On Friday, with his first sentence set to expire in one year, the junta tacked on an additional five years for illegal asociation and subversion.

Kyaw Ko Ko delivers a speech to students in Rangoon during the 2007 Saffron Revolution.

Rahul Kyaw Kyaw Maung, alias Kyaw Ko Ko, 28, is the son of school teachers in Rangoon's Tamwe township. In 2006, he was in Rangoon studying for his masters degree in economics when he was recruited by former political prisoners to engage in political activities.

“Though he received some influence from other individuals, he himself is well-read, calm and disciplined,” recalled a political activist who met Kyaw Ko Ko a few years ago. 

Kyaw Ko Ko met the prominent 88 Generation Students' leader Min Ko Naing in a monastery, where they were celebrating the anniversary of the student-led uprising in 1988. When Min Ko Naing and other 88 Generation Students' leaders were re-arrested for their protests against the unannounced increase in fuel prices, and many former political prisoners consequently fled Burma for fear of persecution, younger activists like Kyaw Ko Ko stepped in to take a leadership role.

Representing the new generation of activists that has emerged since since the nationwide anti-government uprising in 1988, Kyaw Ko Ko attempted to rejuvenate the Burma Students' Union, which had became active again during the 1988 uprising.
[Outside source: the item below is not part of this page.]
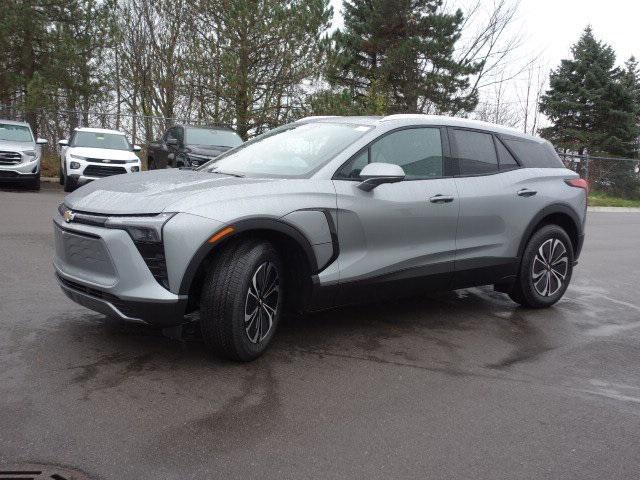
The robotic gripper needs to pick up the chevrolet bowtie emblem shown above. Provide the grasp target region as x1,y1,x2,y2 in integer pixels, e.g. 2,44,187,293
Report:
62,210,76,223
Although not an officially outlawed association, the Students' Union had become virtually illegal since the 1962 military coup, despite the fact that it played an important role in the country's independence struggle.

“At the court on Friday, my brother did not deny that he tried to reorganize the student's organization, but he insisted to the judges that the organization is a legal organization,” said Kyaw Ko Ko's sister.
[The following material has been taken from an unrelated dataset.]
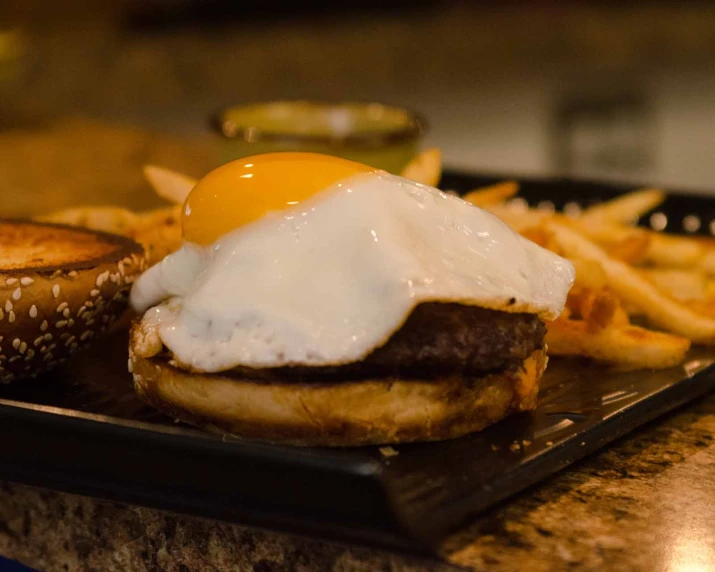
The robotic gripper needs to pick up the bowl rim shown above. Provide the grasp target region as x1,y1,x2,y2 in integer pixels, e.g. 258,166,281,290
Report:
209,99,428,149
When the Saffron Revolution broke out, Kyaw Ko Ko continued his dissident leadership role, and after the crackdown on protesting monks, he went into hiding in and around Rangoon.

In October 2007, a house in South Okkalapa township that Kyaw Ko Ko was hiding in was raided. He managed to escape by jumping off the balcony, but some of his friends were arrested.

Later, the police discovered him in a Rangoon monastery where he had been given refuge, but again he managed to escape. He eluded the authorities for a third time when they raided a snack bar in Rangoon's Junction 8 Shopping mall where he was meeting with friends, who were all arrested.

Kyaw Ko Ko fled to Pegu, but returned to Rangoon in early 2008 to launch a no-vote campaign against the referendum over the junta's controversial Constitution. Before the referendum was held, however, he was finally arrested.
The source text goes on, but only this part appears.